Небольшой пустырь отделяет старый фермерский дом от Спортивной ассоциации «Солнечный свет» — высокого кирпичного здания вроде городского многоквартирного дома, который как бы по недоразумению затесался в этот грязный проулок меж помойками и задними дворами. Какая-то странная пристройка величиной с дощатый сарай — ее каждую зиму возводят на каменных ступенях, чтобы защитить бар от непогоды, — придает ему зловещий вид. Кролик несколько раз заходил в этот клуб. Никакого солнечного света в нем нет и в помине. Первый этаж занимает бар, на втором стоят карточные столы, за которыми, глубокомысленно мыча, сидят местные старожилы. Спиртное и карты у Кролика всегда ассоциируются с унылым старым греховодником, у которого дурно пахнет изо рта, а еще большее уныние на него наводит царящая в этом здании атмосфера политических интриг. Его бывший баскетбольный тренер, Марти Тотеро, который, прежде чем его со скандалом выгнали из школы, имел кой-какие связи в местном политическом мире, жил в этом здании и, по слухам, все еще сохранял известное влияние. Кролик не любит политику, но он когда-то любил Тотеро. После матери Тотеро был для него самым большим авторитетом.
Мысль, что его бывший тренер торчит в этой дыре, несколько его пугает. Он идет дальше, мимо кузовной мастерской и заброшенного курятника. Он все время спускается вниз, потому что поселок Маунт-Джадж расположен на восточном склоне горы Джадж, чей западный склон господствует над городом Бруэр.

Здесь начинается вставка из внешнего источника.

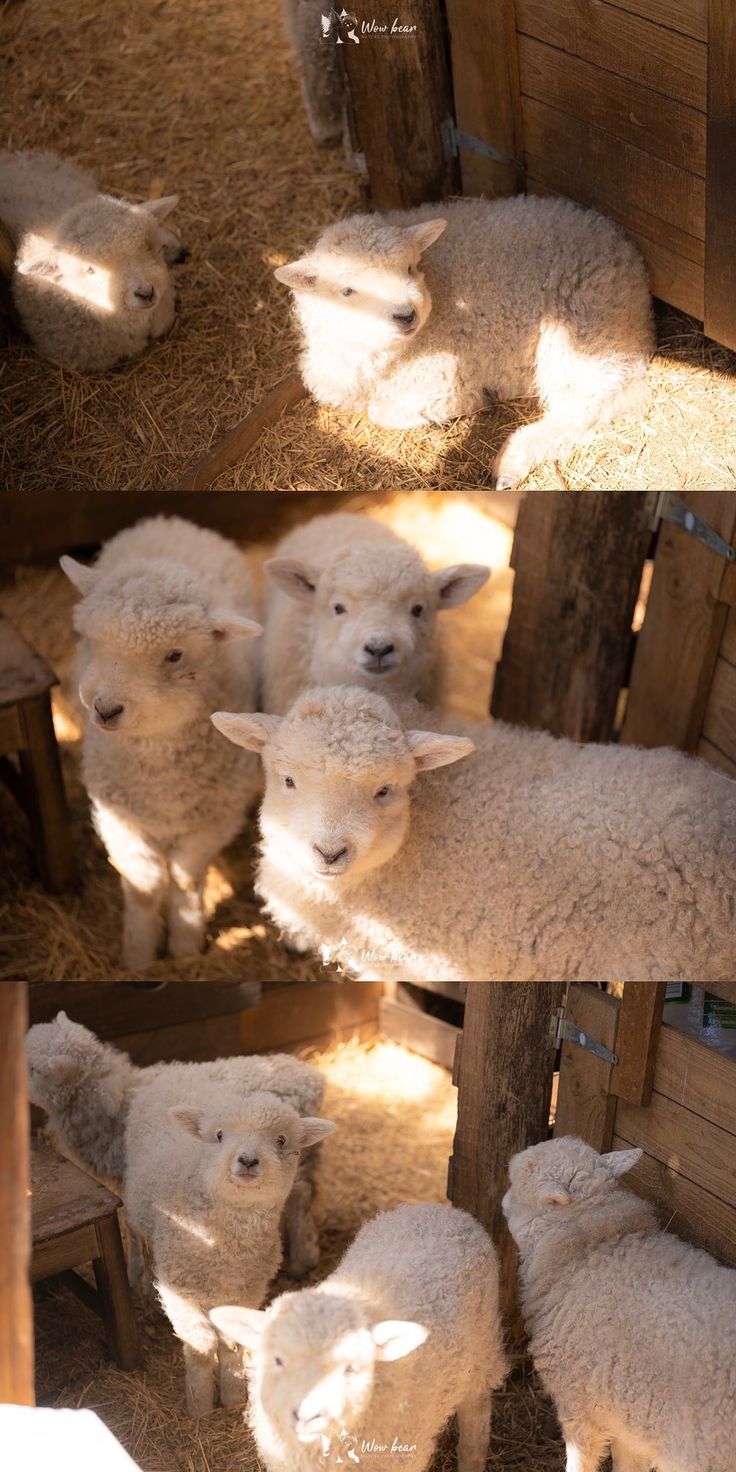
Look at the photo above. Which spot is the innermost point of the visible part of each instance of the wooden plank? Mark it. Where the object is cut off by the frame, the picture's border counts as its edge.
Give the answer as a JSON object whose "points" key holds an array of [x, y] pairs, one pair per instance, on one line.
{"points": [[699, 1151], [585, 1104], [720, 714], [399, 96], [698, 1078], [651, 55], [639, 1025], [630, 174], [624, 109], [485, 74], [501, 1109], [685, 1209], [720, 196], [16, 1321], [679, 641], [577, 564]]}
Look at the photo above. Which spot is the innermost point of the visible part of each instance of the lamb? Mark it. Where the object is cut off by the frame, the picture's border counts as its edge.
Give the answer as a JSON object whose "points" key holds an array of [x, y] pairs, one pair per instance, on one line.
{"points": [[533, 860], [354, 604], [420, 1285], [621, 1316], [521, 296], [90, 281], [162, 618]]}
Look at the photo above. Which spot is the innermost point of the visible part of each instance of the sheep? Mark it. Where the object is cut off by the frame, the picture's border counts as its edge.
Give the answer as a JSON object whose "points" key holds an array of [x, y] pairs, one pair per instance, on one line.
{"points": [[621, 1316], [161, 618], [533, 860], [521, 296], [354, 604], [418, 1284], [90, 281]]}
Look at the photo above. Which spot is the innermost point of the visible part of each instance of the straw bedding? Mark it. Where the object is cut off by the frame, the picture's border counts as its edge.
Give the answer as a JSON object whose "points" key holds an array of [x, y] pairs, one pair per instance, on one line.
{"points": [[200, 96], [395, 1115]]}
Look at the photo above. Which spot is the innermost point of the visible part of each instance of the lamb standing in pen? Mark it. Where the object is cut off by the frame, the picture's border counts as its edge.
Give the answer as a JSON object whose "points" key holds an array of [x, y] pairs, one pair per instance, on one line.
{"points": [[90, 283], [520, 296], [632, 1329], [418, 1287], [354, 604], [533, 860], [162, 621]]}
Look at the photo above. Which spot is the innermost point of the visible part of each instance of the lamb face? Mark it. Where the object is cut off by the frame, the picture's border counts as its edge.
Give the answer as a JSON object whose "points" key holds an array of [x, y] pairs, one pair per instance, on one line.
{"points": [[364, 283]]}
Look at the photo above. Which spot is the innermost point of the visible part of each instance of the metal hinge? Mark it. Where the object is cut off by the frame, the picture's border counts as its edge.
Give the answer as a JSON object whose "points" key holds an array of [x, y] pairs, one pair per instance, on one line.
{"points": [[666, 505], [564, 1031], [454, 139]]}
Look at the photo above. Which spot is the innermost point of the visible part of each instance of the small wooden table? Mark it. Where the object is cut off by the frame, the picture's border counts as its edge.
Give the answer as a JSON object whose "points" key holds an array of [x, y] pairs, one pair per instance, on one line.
{"points": [[75, 1221], [27, 730]]}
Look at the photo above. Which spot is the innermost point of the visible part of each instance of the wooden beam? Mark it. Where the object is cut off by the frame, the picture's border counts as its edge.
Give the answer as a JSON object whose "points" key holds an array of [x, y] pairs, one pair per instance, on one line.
{"points": [[504, 1095], [16, 1324], [399, 97], [577, 564], [720, 175]]}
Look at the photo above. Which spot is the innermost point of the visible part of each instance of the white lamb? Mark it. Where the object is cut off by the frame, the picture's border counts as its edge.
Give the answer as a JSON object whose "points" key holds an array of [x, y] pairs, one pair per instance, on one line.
{"points": [[90, 283], [162, 621], [521, 296], [420, 1287], [533, 860], [354, 604], [632, 1329]]}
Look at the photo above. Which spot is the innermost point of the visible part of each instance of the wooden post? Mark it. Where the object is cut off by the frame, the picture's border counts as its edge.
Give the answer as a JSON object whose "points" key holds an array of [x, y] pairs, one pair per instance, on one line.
{"points": [[399, 97], [577, 564], [16, 1322], [505, 1075], [720, 174]]}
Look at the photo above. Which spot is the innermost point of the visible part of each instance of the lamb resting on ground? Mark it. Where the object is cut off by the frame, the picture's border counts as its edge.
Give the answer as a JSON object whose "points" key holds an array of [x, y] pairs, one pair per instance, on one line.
{"points": [[633, 1331], [90, 281], [354, 604], [418, 1287], [520, 296], [532, 860], [162, 621]]}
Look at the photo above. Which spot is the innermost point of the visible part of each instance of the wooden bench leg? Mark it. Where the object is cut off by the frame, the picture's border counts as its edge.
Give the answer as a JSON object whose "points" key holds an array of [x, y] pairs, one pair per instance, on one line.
{"points": [[115, 1294], [46, 801]]}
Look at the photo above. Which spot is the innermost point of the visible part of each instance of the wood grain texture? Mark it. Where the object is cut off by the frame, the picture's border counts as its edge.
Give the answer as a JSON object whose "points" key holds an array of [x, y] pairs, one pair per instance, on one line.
{"points": [[16, 1324], [485, 72], [577, 564]]}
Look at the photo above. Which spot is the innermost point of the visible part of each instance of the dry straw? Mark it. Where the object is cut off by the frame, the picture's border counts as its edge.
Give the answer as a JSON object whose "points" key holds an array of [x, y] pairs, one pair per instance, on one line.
{"points": [[200, 96]]}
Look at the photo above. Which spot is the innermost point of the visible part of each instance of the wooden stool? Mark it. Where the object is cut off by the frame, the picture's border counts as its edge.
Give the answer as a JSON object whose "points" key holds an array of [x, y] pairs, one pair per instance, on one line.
{"points": [[75, 1221], [27, 729]]}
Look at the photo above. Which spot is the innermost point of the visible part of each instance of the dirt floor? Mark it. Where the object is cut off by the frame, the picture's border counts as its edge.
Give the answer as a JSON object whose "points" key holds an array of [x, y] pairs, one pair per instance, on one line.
{"points": [[399, 1112], [77, 938], [200, 97]]}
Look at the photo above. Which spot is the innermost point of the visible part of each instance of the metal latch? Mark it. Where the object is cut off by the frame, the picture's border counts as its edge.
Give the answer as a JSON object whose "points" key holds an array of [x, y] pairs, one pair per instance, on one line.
{"points": [[564, 1031], [454, 139], [666, 505]]}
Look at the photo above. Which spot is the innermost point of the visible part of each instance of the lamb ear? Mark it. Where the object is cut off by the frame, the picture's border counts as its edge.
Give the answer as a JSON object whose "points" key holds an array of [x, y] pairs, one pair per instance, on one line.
{"points": [[430, 749], [249, 730], [455, 585], [293, 577], [621, 1160], [301, 276], [393, 1338], [242, 1325], [427, 233], [81, 576]]}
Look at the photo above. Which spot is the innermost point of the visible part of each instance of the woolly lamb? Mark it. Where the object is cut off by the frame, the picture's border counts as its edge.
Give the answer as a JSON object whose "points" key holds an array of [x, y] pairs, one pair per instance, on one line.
{"points": [[527, 296], [162, 617], [90, 280], [533, 860], [354, 604], [632, 1329], [420, 1285]]}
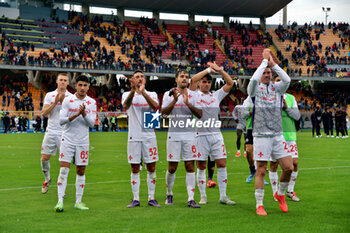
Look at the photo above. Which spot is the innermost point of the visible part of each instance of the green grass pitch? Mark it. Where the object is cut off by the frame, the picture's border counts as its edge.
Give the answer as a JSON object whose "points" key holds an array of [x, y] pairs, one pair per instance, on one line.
{"points": [[323, 186]]}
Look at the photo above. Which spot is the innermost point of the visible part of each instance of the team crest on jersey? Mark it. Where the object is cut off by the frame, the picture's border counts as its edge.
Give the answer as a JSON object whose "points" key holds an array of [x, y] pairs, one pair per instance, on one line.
{"points": [[151, 120]]}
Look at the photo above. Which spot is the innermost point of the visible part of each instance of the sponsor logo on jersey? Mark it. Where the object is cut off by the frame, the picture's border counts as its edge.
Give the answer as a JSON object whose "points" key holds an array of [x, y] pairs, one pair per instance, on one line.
{"points": [[151, 120]]}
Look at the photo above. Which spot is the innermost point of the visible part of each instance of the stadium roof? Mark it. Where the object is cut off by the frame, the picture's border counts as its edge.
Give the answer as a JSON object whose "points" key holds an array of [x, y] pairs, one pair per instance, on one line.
{"points": [[239, 8]]}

Хотя поселок и город смыкаются на шоссе, опоясывающем гору с юга и ведущем в Филадельфию, до которой от них пятьдесят миль, они никогда не сольются воедино, потому что гора подняла между ними свой широкий зеленый гребень протяженностью в две мили с севера на юг. В гору вгрызаются гравийные карьеры, кладбища и новые жилые кварталы, но выше определенной черты сохранились в неприкосновенности сотни акров леса, который поселковые мальчишки никак не могут до конца освоить. Шум автомобилей, ползущих на второй скорости по живописным серпантинам, уже вторгается в эти заросли. Однако на огромных пространствах нехоженого соснового бора усыпанная иглами земля, заглушая звуки, уходит все дальше и дальше ввысь под бесконечными зелеными туннелями, и кажется, что из безмолвия ты попадаешь куда-то еще пострашнее. А потом, наткнувшись на залитую солнцем поляну, которую ветви не потрудились скрыть, или на обвалившийся каменный погреб, вырытый каким-то храбрым великаном-поселенцем много сотен лет назад, ты и впрямь начинаешь дрожать от страха, словно след чужой жизни привлечет внимание к тебе и деревья, затаившие угрозу, оживут. Страх звенит в тебе, как набатный колокол, который ты не в силах заглушить, нарастает, и ты, сгорбившись, ускоряешь свой бег, но вот наконец раздается отчетливый скрежет, водитель приближающейся машины переключил передачу, и за стволами сосен забелели приземистые столбики дорожного ограждения. Наконец благополучно добравшись до твердого асфальта, ты стоишь и размышляешь: то ли пойти пешком вниз по дороге, то ли попроситься на попутную машину и доехать до гостиницы «Бельведер», купить там шоколадку и полюбоваться Бруэром — распростертым внизу, как ковер, красным городом, где дерево, жесть и даже красный кирпич выкрашены в оранжево-красный цвет глиняных горшков, непохожий на цвет никакого другого города в мире, но для окрестных ребят единственный цвет всех городов вообще.